Obama weighs decision to arm Ukraine

By Patrick Neer | Echo

President Obama expressed reservations about supplying Ukraine with armaments and other military support on Monday, citing fears that such action may only serve to escalate the conflict which has ravaged the country for nearly a year, Reuters reported.

According to another Reuters report, Congress unanimously passed legislation in December authorizing sending arms to the new Kiev-based government. The arms would help Kiev defend itself against the Russian-backed separatist movements gathering in eastern Ukraine.

According to the New York Times, Russia has been shipping a large number of heavy weapons and support vehicles, including tanks and artillery platforms, to bolster the separatist offensives.

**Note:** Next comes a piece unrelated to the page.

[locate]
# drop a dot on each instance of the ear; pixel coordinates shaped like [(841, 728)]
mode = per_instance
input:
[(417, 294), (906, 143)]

In his meeting with German Chancellor Angela Merkel on Monday, Obama signaled he would wait for the results of the most recent series of peace talks in Minsk to make his decision on arming Ukraine.

“It is true that if, in fact, diplomacy fails, what I’ve asked my team to do is to look at all options, but I have not made a decision about that yet,” Reuters reported Obama said.

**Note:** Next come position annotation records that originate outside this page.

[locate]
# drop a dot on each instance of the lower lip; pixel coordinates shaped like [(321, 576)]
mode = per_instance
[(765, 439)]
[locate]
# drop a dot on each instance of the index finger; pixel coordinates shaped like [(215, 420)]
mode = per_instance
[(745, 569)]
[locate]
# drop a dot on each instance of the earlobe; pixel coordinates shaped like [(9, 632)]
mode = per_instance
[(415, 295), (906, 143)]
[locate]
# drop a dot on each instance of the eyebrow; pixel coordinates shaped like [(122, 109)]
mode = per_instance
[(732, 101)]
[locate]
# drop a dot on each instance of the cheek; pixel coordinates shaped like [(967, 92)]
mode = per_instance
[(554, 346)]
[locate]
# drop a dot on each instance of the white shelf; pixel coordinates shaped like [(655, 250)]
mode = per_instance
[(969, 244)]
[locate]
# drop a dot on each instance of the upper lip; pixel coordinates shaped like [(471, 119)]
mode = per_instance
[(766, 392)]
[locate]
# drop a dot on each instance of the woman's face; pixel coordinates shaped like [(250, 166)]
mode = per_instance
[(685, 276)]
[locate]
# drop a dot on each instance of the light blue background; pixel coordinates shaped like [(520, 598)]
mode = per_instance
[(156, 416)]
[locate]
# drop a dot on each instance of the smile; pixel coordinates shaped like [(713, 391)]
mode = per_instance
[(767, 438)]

By speaking evasively about arming Ukraine, Obama places himself between two competing diplomatic elements: congressional interests at home pushing for military support and pressure from European leadership to remain militarily removed from the Ukrainian crisis.

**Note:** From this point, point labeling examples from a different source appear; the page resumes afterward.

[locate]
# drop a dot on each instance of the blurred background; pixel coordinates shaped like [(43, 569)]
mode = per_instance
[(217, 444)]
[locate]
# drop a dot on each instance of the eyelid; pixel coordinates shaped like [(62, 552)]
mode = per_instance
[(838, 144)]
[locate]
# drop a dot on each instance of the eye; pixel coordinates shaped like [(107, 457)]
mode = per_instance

Reuters reported that members of the U.S. House Armed Services Committee began drafting new legislation that would commit the U.S. to arming Kiev.

This push is supported by members of both parties across the government, including Obama’s nominee for defense secretary, Ashton Carter and Republican Senator John McCain.

“The Ukrainians are being slaughtered and we’re sending them blankets and meals.Blankets don’t do well against Russian tanks,” McCain said at a security conference in Munich.

In contrast, the German and French governments released statements against military aid to Ukraine. According to Al Jazeera America, both governments instead prefer to continue relying on increasingly harsh economic sanctions to blunt Russia’s aggression.

“(Berlin) will not support Ukraine with weapons,” Merkel said. “I am convinced this conflict cannot be solved by military means.”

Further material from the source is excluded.